The move in copper is entirely understandable and supportable when considered from a technical perspective, and more particularly when applying volume price analysis to the chart. Volumes throughout June, and for most of July remained average to low, and in line with the associated price action, with mildly bullish sentiment based on narrow spreads on the day. A move through the $2.7120/lb area duly established a platform of support with the wide spread up candle on ultra high volume then confirming the break away from this trading range on the 27th July. This was duly followed with further upwards momentum before a further injection of volume moved the price action higher once again on the 16th August, with another wide spread up candle on excellent volume. Finally today’s price action has propelled copper through the psychological $3.0000/lb region and on to trade higher at $3.0355/lb at the time of writing, and clearing away from the short term resistance built during the week.

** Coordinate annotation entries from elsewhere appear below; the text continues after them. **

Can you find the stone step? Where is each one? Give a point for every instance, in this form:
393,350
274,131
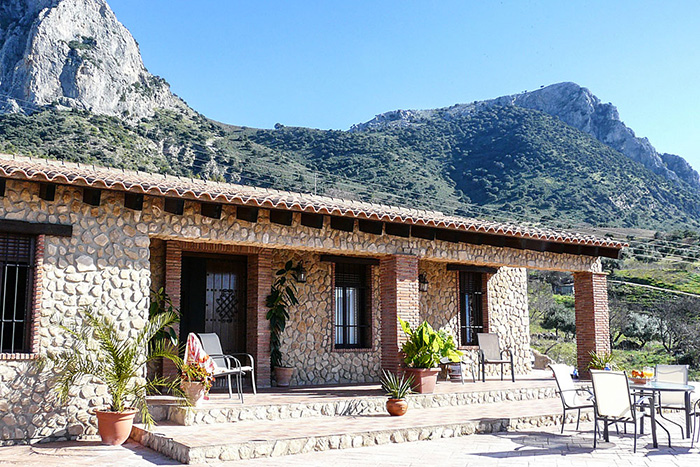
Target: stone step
220,409
256,439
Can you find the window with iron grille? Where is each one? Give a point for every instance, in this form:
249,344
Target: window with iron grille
352,320
471,319
16,275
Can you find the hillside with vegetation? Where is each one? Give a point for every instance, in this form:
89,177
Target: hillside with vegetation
502,161
654,298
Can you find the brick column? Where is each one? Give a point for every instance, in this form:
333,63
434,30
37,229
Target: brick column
400,298
592,324
258,337
173,287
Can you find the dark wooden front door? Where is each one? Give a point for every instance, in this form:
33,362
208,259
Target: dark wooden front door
214,299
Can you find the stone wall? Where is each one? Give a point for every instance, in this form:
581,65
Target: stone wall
103,265
307,342
106,264
508,315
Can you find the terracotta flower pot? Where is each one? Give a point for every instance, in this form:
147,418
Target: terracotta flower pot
424,379
283,375
396,407
115,427
194,392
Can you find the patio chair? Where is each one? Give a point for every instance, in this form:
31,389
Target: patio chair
696,416
462,366
228,365
490,353
572,398
613,403
671,399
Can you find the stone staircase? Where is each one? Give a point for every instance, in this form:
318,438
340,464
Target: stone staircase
230,431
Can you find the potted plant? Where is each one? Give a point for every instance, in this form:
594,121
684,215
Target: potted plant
195,382
601,361
282,297
397,388
422,355
100,352
161,303
450,354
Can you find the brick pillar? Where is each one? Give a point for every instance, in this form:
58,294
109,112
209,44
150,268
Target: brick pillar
400,298
258,337
173,287
485,315
592,325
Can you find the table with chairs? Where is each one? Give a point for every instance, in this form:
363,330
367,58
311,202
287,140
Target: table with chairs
617,399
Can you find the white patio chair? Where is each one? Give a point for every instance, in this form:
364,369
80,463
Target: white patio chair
674,400
572,398
490,353
228,365
613,402
462,367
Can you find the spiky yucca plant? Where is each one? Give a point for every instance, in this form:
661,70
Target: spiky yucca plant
394,386
98,351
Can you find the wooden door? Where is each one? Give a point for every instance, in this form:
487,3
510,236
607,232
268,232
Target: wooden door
225,302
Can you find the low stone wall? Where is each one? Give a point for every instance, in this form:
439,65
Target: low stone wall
360,406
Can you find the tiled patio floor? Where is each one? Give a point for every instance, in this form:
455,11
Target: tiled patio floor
298,395
541,448
208,435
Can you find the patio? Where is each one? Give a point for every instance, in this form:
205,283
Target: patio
277,423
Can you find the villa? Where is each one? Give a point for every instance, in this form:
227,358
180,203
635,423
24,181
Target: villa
77,235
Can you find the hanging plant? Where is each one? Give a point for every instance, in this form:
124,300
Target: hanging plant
281,298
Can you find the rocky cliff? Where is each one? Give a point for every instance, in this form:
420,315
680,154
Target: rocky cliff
74,53
575,106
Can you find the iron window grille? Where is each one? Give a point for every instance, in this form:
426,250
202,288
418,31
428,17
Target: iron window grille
16,277
471,319
352,321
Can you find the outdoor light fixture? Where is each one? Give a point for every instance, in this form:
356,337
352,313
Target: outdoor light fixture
422,283
301,273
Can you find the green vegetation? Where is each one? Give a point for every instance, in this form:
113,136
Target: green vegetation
648,326
506,161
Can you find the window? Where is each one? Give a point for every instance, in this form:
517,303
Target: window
471,319
352,321
16,273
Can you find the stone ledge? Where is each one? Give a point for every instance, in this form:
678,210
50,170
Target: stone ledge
253,449
359,406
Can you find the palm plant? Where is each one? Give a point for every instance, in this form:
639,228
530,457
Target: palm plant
100,352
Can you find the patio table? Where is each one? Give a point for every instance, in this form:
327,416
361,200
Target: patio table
653,388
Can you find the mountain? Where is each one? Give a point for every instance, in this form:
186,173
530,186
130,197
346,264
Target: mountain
74,53
575,106
75,88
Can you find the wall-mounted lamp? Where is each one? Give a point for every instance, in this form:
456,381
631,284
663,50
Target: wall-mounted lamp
301,273
422,283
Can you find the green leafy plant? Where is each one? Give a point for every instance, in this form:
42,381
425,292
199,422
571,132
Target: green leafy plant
101,352
396,387
449,348
195,374
601,360
425,346
281,298
161,303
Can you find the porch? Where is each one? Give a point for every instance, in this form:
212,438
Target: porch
303,419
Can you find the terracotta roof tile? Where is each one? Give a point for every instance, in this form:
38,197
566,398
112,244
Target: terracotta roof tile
61,172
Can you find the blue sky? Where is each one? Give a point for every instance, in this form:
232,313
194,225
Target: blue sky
326,64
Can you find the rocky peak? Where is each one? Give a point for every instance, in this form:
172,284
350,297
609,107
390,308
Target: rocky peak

Scary indeed for those traders now shorting copper on an opinion, and with no evidence to suggest we are approaching a top just yet, the shorts looks set to be squeezed further as copper continues its stately progress higher.
Moving to the weekly chart, this simply confirms the daily picture, with the price action finally having broken away from the huge volatility candle of November 2016, and with the volume point of control now firmly anchored in the $2.6300/lb area. With little in the way of volume resistance ahead, the outlook for copper remains firmly bullish for the time being, and with the US dollar continuing to maintain a weak persona, short sellers may have to look elsewhere for help.